Arthur Schlesinger Jr. carved out a unique role for himself in American life. The author of acclaimed works of award-winning American history and biography (including two Pulitzer Prizes and two National Book Awards), he also enthusiastically embraced the role of friend and confidant to significant movers and shakers on the national political stage. He was one of the founders of Americans for Democratic Action and a speechwriter and advisor to presidential candidate Adlai Stevenson, but he is probably best known for his role as a special assistant to President John F. Kennedy.
Schlesinger was also a prolific writer of letters—around 35,000—whose extraordinarily wide range of correspondents included fellow intellectuals, literary figures and many high government officials, such as his longtime friends Hubert Humphrey and Henry Kissinger. On the lighter side, he was glad to answer the questioner who wanted to know why he preferred bow ties and to oblige another who wanted him to draw a sketch of himself. His sons, Andrew and Stephen, have gone through this treasure trove to select the letters that best articulated his essential beliefs and captured the movement of his times. The result is the thoroughly engaging and enlightening The Letters of Arthur Schlesinger, Jr., most of which have never before been seen by the public.
It is fascinating to read of Schlesinger’s relationships and perceptions. In 1946, at a dinner at influential columnist Joseph Alsop’s home, he met John F. Kennedy, then a member of the House of Representatives. “Kennedy seemed sincere and not unintelligent, but kind of on the conservative side,” he reported to his parents.

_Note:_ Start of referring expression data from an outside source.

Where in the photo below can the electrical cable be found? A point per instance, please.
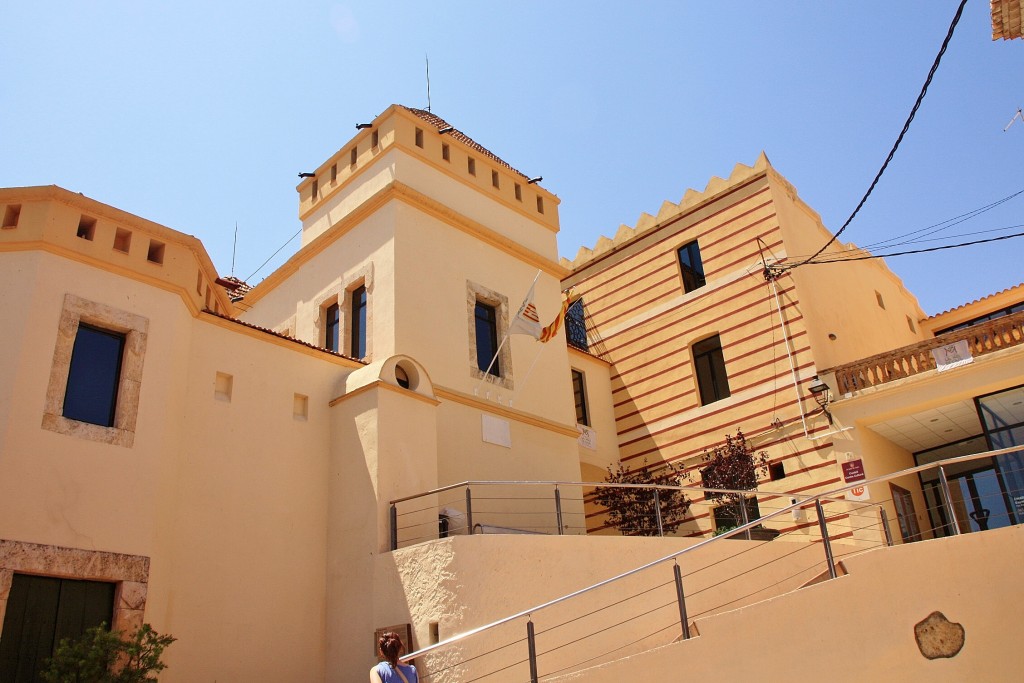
(843, 259)
(899, 139)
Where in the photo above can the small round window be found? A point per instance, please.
(401, 377)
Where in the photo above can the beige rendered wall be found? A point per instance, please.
(861, 627)
(248, 516)
(647, 324)
(227, 500)
(882, 457)
(840, 299)
(322, 272)
(602, 417)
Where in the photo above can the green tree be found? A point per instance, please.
(105, 656)
(733, 465)
(632, 511)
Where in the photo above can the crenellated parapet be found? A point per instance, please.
(690, 201)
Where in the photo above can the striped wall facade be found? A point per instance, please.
(644, 324)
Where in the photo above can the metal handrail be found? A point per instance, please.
(593, 484)
(673, 556)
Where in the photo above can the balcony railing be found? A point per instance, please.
(915, 358)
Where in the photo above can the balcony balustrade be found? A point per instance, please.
(916, 358)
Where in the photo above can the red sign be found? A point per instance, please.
(853, 470)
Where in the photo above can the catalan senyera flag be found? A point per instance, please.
(548, 333)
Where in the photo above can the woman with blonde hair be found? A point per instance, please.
(390, 671)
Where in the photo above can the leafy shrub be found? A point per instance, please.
(104, 656)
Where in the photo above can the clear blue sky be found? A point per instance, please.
(200, 115)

By 1955, when Kennedy was in the Senate, he and Schlesinger had become friends, and Kennedy asked the historian to read his rough manuscript for Profiles in Courage and be “ruthlessly frank in giving me your criticism, comments and suggestions”—which Schlesinger was.
Politicians occasionally asked for his advice, and he would help if he could. At the same time he would often presumptuously send them unsolicited suggestions, sometimes at great length. He was especially concerned, for example, with the way Kennedy and Stevenson dealt with the issue of civil rights, a subject he felt passionately about.

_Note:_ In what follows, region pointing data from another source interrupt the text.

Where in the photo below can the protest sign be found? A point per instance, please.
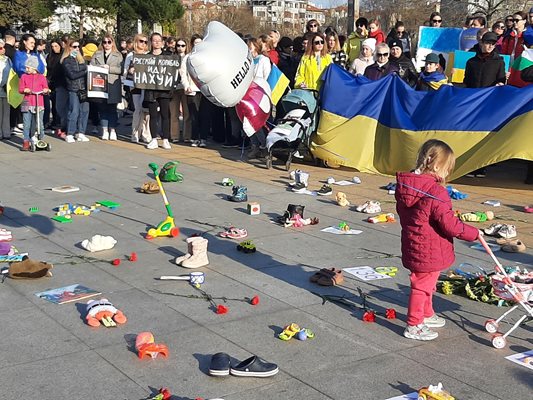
(97, 78)
(155, 72)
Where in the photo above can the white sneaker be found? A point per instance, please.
(82, 138)
(152, 145)
(166, 144)
(420, 332)
(434, 321)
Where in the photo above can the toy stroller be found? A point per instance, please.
(508, 289)
(37, 143)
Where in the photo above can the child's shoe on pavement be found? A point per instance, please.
(420, 332)
(434, 321)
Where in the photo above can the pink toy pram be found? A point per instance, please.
(507, 289)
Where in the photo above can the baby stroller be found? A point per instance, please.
(296, 127)
(508, 289)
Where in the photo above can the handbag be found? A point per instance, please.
(82, 95)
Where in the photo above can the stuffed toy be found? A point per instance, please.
(341, 199)
(29, 269)
(103, 312)
(150, 187)
(99, 243)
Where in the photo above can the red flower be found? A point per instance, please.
(166, 393)
(222, 309)
(369, 316)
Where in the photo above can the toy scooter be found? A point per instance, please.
(38, 144)
(166, 227)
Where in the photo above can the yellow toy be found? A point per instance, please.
(75, 209)
(166, 227)
(341, 199)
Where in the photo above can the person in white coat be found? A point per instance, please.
(5, 68)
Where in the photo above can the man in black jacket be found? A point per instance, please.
(527, 75)
(486, 68)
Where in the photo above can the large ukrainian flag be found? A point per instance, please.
(378, 126)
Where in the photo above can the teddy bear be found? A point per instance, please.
(341, 199)
(103, 311)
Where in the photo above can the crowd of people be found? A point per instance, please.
(53, 78)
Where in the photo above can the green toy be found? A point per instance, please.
(168, 172)
(166, 227)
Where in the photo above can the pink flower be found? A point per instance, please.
(222, 309)
(390, 313)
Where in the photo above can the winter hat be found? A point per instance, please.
(370, 43)
(88, 50)
(285, 42)
(32, 62)
(395, 43)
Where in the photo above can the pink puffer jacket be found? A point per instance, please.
(428, 223)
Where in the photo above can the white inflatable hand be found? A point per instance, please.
(221, 65)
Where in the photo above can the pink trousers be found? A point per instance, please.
(423, 284)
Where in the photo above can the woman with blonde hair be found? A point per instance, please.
(338, 56)
(139, 122)
(78, 106)
(110, 58)
(313, 63)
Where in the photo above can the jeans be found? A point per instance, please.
(164, 112)
(5, 129)
(30, 121)
(179, 101)
(193, 105)
(108, 115)
(423, 284)
(62, 106)
(78, 114)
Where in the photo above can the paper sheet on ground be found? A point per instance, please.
(365, 273)
(493, 247)
(337, 231)
(343, 183)
(410, 396)
(312, 193)
(524, 359)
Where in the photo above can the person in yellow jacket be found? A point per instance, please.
(353, 44)
(313, 63)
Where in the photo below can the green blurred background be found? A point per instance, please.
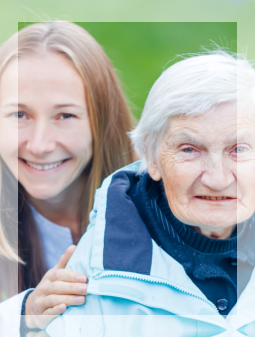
(140, 51)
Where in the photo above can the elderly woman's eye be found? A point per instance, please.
(188, 150)
(239, 149)
(66, 116)
(19, 115)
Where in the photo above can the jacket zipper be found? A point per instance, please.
(108, 274)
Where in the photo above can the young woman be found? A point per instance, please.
(63, 129)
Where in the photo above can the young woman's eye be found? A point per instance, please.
(239, 149)
(66, 116)
(19, 115)
(188, 150)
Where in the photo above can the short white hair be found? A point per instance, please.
(191, 87)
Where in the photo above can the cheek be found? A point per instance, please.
(180, 178)
(82, 143)
(246, 182)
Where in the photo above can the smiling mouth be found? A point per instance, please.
(44, 167)
(214, 198)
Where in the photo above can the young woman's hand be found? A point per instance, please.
(58, 289)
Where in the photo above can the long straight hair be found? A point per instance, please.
(110, 119)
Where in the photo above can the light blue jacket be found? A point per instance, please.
(123, 301)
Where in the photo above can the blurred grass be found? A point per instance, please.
(140, 51)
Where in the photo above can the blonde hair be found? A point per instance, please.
(110, 117)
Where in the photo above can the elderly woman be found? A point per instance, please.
(164, 229)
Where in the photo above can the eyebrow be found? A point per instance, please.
(183, 138)
(57, 106)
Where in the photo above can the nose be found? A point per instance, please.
(41, 140)
(218, 174)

Schlesinger did not shy away from disagreement with his correspondents. He and close friend John Kenneth Galbraith parted ways on the presidential race in 1980. Galbraith supported President Carter, while Schlesinger, who was disappointed with Carter’s first-term performance, backed independent John Anderson. Schlesinger wrote to Galbraith: “I really don’t understand why you are so agitated about Reagan. . . . He served two terms as governor of California and, as far as I know, did nothing very much except to flow with the tide. He is an accommodator, not an ideologue.”
I enthusiastically recommend this window into the world of a prominent historian who was also, in more than one way, a man of letters.